Charlotte Dixon working in Sierra Leone

Cambridge graduates enter a wide range of careers but making a difference tops their career wish lists. In this series, inspiring graduates from the last three years describe Cambridge, their current work and their determination to give back

Studying at Cambridge teaches you how to think on your feet and work under pressure

Charlotte Dixon
Charlotte Dixon (Churchill), BA (2014) Modern and Medieval Languages
Since graduating I’ve been working with the Department for International Development (DFID). I started on the one year Graduate Scheme, working in London, but in 2015 I went to Sierra Leone as part of the Ebola crisis response. My current role is Policy and Programme Manager at DFID Ethiopia.
I've only been in Ethiopia for four months, but I’m really enjoying it so far. Day-to-day life can be challenging at times but it’s definitely worth it.

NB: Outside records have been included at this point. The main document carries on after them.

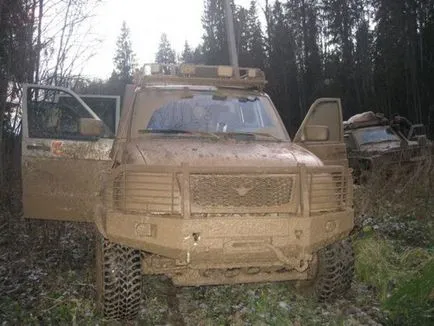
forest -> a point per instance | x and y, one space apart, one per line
373 54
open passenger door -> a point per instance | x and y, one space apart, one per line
65 153
321 132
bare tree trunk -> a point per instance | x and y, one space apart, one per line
38 42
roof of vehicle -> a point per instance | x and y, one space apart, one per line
365 119
200 75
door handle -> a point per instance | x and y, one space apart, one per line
39 147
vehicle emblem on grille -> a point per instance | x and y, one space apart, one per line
242 191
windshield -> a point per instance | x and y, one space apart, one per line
170 111
375 135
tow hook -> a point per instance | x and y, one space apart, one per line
299 264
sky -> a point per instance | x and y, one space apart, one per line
147 19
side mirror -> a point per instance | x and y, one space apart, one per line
316 133
422 141
91 127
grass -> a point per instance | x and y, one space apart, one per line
413 302
46 274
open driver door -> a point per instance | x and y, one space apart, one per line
65 153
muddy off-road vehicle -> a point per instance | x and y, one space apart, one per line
199 182
375 143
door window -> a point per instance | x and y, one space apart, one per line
55 114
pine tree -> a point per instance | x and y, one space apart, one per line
187 55
283 71
215 45
165 54
256 44
124 58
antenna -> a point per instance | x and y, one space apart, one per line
230 31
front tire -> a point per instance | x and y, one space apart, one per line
119 280
332 273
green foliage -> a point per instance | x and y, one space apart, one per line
165 54
124 59
413 302
403 279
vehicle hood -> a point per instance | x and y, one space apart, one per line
378 148
169 151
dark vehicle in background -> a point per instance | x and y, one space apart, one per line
377 144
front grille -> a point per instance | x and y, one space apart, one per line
220 192
328 191
155 193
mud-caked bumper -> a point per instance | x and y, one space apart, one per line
232 242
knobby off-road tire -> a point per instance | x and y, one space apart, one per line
333 274
119 280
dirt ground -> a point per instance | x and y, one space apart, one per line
47 278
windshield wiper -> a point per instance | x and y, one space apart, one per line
164 131
177 131
250 134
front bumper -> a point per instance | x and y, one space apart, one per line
232 242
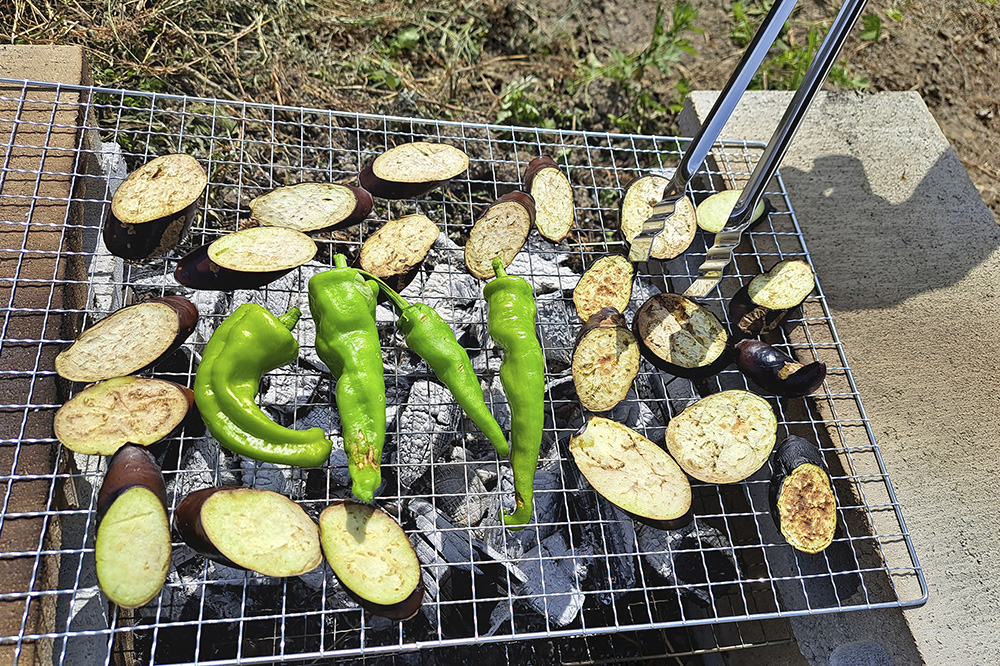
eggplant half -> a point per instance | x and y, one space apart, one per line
553 195
246 259
776 372
394 252
373 559
312 206
607 283
723 438
248 528
632 473
637 205
803 504
412 169
764 302
152 209
605 361
128 340
125 410
681 337
132 547
500 232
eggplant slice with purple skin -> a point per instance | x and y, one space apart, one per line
803 504
132 547
553 195
761 305
312 206
681 337
776 372
154 206
249 528
632 473
605 361
246 259
500 232
128 340
412 169
373 558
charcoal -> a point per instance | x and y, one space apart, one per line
684 556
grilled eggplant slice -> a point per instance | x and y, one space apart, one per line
128 340
803 504
553 195
412 169
252 529
632 472
764 302
605 361
681 337
246 259
132 548
397 248
152 209
713 213
607 283
312 206
775 371
372 557
637 204
500 232
723 438
125 410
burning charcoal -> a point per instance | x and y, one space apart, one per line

No day is ever the same, so I never know quite what to expect when I head to work in the morning. When I arrived, the security situation here was quite unstable, so I haven't been able to see much of the country yet, but travel restrictions have just been lifted so I’m looking forward to being able to explore a bit more.
What Cambridge did for me
I first heard about the DFID Graduate Scheme through the Cambridge Careers Service. After going along to a talk they had organised with alumni already working for DFID, I knew it was the career for me.
Studying at Cambridge has helped me because it teaches you how to think on your feet and work under pressure. I studied French, Spanish and a bit of Portuguese. I don’t use them in my day-to-day job, but the fact that I have studied languages in the past has definitely helped me to pick up Amharic (the official language of Ethiopia). There are quite a lot of opportunities to use languages in international development - I hope to work in a French-speaking part of Africa in the future.
Outside of work, learning languages has definitely enriched my life, giving me a greater understanding of other cultures and, most importantly, giving me an excuse to travel to countries like Chile, Argentina, Colombia and Guatemala.
My motivation
I always knew that I didn’t want to pursue a conventional career in the corporate world - I wanted to do something that would make a difference. I also knew I wanted a career that would allow me to travel.
Applying to Cambridge
I was lucky that quite a few people I knew from my school were also applying to Cambridge, so it didn’t feel quite so daunting, but I still remember it being a long and stressful process. The college I went to, Churchill, had a really good mix of people which made it really easy to settle in.